Um Ithelia kreieren und einführen zu dürfen, waren Gespräche mit dem Team von Bethesda notwendig. Die segneten dann das grundsätzliche Konzept ab, stellten aber gewisse Anforderungen – etwa, dass die Autoren erklären müssen, warum die Daedrafürstin erst jetzt auf der Bildfläche erscheint und in den zukünftigen Ereignissen der Lore nie erwähnt wird.

Als das Konzept abgenickt war, stürzte sich das Lore-Team von Zenimax in die Recherche und das Design der Figur, um für Ithelia ein Fundament zu schaffen, das im Einklang mit den anderen Elder-Scrolls-Spielen steht.

Eine TV-Serie für Elder Scrolls ist derzeit nicht in Arbeit. Fallout könnte aber Schule machen:

Vollvertonung versus Quest-Miteinander

Im letzten Teil des Interviews wollten wir von den beiden Zenimax-Urgesteinen wissen, wie vor mehr als zehn Jahren die Frage diskutiert worden war, ob man in ESO – ähnlich wie in SWTOR – voll vertonte Dialoge anbieten soll oder nicht.
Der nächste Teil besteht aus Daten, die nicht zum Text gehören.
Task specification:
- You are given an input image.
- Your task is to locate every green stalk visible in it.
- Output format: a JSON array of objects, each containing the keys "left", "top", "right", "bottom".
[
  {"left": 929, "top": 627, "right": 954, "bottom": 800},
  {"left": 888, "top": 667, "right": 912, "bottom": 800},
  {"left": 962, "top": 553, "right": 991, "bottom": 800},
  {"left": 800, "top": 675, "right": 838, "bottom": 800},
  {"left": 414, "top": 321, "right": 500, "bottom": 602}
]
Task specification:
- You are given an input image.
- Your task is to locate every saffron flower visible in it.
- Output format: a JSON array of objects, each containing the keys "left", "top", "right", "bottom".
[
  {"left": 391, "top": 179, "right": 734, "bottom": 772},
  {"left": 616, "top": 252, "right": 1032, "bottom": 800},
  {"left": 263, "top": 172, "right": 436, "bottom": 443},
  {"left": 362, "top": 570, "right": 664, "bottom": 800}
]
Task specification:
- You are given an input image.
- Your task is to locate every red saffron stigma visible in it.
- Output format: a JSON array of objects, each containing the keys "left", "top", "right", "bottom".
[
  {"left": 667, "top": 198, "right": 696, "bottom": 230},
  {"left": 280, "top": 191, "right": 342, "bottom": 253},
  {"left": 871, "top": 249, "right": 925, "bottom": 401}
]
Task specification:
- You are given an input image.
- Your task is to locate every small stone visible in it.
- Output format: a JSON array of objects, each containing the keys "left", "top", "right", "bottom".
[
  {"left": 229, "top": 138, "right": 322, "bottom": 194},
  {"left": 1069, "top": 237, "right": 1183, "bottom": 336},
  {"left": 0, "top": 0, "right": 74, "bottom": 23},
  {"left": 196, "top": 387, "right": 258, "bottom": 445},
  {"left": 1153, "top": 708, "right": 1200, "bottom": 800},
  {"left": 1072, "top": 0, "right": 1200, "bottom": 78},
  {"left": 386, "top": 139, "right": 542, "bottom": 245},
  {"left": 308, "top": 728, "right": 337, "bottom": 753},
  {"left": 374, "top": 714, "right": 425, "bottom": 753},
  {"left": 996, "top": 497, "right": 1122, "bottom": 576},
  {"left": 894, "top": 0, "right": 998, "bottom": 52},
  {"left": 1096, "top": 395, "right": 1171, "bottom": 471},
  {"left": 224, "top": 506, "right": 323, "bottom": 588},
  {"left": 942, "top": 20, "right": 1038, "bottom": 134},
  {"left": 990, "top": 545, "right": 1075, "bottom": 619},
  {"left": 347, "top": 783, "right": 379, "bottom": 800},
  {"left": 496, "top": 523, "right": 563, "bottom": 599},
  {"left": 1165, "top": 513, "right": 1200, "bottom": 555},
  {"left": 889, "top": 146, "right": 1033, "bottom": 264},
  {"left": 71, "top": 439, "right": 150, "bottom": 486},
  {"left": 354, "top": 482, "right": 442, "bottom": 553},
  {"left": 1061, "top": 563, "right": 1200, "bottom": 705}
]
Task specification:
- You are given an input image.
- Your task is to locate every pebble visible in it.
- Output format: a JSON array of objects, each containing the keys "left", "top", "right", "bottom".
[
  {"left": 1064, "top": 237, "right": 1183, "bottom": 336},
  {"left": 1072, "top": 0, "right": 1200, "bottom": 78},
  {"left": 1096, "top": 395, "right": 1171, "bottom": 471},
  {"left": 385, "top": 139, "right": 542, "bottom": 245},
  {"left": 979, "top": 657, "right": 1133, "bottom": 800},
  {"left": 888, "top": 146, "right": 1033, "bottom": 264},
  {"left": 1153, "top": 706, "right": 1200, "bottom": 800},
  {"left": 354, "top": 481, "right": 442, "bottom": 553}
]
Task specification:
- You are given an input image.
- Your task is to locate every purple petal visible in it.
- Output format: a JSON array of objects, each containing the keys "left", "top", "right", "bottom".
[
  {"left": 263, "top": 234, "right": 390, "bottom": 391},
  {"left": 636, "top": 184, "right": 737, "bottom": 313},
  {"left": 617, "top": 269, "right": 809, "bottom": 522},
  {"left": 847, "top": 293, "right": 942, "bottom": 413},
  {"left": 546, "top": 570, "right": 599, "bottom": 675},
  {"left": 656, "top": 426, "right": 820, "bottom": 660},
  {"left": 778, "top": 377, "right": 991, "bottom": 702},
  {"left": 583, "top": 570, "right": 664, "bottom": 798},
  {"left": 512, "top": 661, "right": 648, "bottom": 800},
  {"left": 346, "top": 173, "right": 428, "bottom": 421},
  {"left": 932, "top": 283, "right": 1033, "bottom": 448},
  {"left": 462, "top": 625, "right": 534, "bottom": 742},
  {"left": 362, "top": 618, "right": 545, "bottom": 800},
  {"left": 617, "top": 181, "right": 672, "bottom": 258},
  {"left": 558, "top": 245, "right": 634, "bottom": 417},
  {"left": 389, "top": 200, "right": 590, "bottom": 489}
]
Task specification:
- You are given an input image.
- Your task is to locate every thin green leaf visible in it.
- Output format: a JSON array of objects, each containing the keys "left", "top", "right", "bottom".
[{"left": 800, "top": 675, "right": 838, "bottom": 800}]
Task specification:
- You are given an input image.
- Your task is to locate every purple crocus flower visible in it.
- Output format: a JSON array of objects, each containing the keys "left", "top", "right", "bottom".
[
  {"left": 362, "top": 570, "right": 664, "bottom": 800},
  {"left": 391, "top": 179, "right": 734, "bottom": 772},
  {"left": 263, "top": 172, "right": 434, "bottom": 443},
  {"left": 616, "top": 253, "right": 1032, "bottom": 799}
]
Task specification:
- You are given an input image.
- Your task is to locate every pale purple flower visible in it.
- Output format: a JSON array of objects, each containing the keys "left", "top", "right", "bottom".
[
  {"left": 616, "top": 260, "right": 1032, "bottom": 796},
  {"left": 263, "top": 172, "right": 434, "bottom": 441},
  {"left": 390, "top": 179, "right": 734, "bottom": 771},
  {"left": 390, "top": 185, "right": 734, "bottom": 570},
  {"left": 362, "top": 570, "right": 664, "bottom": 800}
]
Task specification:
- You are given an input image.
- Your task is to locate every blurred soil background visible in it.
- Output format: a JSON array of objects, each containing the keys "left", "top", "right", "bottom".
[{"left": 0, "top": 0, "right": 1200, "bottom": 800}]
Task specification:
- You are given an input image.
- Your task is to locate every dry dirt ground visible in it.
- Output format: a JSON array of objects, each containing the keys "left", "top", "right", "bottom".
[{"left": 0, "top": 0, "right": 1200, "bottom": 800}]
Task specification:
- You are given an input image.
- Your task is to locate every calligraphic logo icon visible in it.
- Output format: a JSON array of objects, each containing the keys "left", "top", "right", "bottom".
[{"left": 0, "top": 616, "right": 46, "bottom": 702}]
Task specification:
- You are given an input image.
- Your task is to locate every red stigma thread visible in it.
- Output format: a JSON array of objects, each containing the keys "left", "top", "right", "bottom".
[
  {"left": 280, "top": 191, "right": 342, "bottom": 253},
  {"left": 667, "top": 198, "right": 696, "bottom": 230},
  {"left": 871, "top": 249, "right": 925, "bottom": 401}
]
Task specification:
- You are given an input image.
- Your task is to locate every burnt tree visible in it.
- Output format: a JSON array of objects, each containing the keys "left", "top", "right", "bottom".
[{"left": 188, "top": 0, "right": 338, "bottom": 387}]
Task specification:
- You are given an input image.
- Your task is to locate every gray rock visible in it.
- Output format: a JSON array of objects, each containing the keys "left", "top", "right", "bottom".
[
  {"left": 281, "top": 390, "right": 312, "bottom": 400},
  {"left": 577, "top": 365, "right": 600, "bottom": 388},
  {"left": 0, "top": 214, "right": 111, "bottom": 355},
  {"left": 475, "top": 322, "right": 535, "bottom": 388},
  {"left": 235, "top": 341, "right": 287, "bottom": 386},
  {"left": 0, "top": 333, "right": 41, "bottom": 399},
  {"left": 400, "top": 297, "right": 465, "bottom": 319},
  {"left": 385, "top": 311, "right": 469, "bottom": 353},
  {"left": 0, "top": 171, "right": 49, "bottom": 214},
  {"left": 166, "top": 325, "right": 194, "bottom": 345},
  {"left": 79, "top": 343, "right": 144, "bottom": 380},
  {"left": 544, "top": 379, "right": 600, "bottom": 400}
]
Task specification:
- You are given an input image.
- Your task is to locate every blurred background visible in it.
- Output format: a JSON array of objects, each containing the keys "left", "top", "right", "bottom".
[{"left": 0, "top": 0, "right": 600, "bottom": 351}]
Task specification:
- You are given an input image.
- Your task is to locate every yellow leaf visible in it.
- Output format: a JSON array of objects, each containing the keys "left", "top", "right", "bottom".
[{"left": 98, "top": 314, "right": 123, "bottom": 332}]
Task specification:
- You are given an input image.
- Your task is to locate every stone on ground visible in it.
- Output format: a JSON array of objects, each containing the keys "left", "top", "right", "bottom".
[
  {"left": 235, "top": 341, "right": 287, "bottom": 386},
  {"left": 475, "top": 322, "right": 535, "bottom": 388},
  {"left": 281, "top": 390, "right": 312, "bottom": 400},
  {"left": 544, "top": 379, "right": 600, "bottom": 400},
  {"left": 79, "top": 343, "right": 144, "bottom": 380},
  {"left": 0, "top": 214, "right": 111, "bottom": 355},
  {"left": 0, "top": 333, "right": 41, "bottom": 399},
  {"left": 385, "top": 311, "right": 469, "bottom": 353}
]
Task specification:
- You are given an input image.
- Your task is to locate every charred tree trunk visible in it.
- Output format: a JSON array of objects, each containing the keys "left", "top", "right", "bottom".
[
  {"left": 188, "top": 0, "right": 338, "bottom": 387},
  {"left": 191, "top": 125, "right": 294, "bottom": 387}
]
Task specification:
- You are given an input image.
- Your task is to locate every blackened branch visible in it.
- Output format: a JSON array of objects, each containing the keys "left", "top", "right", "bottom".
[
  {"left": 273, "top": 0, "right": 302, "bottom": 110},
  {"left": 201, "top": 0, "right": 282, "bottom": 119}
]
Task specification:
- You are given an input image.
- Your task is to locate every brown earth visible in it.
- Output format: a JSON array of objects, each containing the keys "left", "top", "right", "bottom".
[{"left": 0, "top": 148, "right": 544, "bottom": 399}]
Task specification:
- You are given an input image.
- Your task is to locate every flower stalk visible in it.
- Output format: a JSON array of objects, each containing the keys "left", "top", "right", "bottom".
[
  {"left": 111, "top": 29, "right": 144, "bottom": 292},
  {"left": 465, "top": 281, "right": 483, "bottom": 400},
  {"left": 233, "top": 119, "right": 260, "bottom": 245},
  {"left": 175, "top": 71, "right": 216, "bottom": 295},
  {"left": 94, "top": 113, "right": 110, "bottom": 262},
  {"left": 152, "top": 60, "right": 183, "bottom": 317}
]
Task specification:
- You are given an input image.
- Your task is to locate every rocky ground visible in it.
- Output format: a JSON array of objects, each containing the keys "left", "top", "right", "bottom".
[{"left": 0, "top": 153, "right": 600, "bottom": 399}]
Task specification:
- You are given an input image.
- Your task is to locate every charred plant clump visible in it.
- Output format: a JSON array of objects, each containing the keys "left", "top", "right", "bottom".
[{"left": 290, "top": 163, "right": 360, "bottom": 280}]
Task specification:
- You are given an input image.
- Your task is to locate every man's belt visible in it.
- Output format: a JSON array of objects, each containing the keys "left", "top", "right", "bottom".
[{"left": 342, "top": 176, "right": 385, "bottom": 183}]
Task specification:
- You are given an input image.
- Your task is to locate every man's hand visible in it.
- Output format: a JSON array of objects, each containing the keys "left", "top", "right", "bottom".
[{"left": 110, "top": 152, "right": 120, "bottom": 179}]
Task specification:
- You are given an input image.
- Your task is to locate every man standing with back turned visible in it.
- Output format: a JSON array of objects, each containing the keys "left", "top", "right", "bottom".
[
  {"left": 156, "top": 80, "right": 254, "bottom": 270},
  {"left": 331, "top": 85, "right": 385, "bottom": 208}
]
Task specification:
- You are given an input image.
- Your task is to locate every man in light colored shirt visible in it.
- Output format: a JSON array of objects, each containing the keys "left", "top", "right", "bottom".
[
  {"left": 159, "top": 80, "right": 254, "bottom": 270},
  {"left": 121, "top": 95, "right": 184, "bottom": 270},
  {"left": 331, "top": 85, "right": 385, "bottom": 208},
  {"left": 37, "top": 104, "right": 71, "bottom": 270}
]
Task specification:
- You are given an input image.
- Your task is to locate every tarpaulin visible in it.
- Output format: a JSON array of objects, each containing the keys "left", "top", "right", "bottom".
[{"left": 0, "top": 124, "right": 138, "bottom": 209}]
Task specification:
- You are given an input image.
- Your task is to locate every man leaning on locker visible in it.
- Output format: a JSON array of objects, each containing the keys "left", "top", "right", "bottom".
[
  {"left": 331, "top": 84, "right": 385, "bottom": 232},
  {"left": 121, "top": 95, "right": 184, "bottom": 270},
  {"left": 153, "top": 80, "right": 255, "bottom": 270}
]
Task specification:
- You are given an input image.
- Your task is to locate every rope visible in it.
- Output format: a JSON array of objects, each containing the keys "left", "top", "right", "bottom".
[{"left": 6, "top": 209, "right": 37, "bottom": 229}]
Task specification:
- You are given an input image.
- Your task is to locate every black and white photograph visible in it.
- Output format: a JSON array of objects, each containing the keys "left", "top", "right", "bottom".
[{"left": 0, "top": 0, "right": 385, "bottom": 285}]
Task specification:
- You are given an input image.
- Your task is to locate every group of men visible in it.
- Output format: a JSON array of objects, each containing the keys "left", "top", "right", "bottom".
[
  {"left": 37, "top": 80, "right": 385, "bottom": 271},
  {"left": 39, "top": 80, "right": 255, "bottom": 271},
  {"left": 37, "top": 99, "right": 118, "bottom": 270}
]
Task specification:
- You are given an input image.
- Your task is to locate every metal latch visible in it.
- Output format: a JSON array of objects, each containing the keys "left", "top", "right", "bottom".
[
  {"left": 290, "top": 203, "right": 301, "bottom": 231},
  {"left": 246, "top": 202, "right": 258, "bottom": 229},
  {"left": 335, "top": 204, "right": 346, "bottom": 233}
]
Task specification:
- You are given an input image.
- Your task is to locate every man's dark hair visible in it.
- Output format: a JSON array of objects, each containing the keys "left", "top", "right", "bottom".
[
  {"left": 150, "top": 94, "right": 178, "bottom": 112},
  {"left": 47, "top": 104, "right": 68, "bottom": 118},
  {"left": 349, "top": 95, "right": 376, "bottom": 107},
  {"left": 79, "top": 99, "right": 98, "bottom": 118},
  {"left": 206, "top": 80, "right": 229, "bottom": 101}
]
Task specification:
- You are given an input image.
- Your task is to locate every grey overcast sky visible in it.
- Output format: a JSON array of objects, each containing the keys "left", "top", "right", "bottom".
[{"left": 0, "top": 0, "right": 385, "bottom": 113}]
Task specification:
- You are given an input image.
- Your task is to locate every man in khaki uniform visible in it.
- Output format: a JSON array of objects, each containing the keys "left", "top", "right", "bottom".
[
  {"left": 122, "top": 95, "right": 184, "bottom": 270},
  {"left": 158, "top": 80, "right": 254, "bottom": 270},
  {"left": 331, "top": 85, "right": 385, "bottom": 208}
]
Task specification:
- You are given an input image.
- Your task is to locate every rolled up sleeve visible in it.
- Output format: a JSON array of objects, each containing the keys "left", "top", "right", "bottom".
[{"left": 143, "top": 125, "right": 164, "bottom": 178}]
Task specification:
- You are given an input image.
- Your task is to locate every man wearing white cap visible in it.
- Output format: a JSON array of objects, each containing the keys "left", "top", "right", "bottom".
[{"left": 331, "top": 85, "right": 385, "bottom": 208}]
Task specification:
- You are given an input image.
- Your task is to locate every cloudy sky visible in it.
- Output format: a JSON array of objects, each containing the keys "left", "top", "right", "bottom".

Michael Zenke erinnert sich gut daran, schließlich hatte er schon sieben, acht Monate an Elder Scrolls Online gearbeitet, bevor die Entscheidung kam, voll auf vertonte Gespräche zu setzen. Bis dahin wurden Aufträge über Texte wie im Questlog von WoW vermittelt.

Das gesamte Autoren-Team war begeistert vom anstehenden Wechsel, da man auf die Art ein modernes MMORPG schaffen konnte, das auf den Spuren von Skyrim (war einige Monate zuvor erschienen) wandelt. Gleichzeitig veränderte sich durch diesen Wechsel vieles.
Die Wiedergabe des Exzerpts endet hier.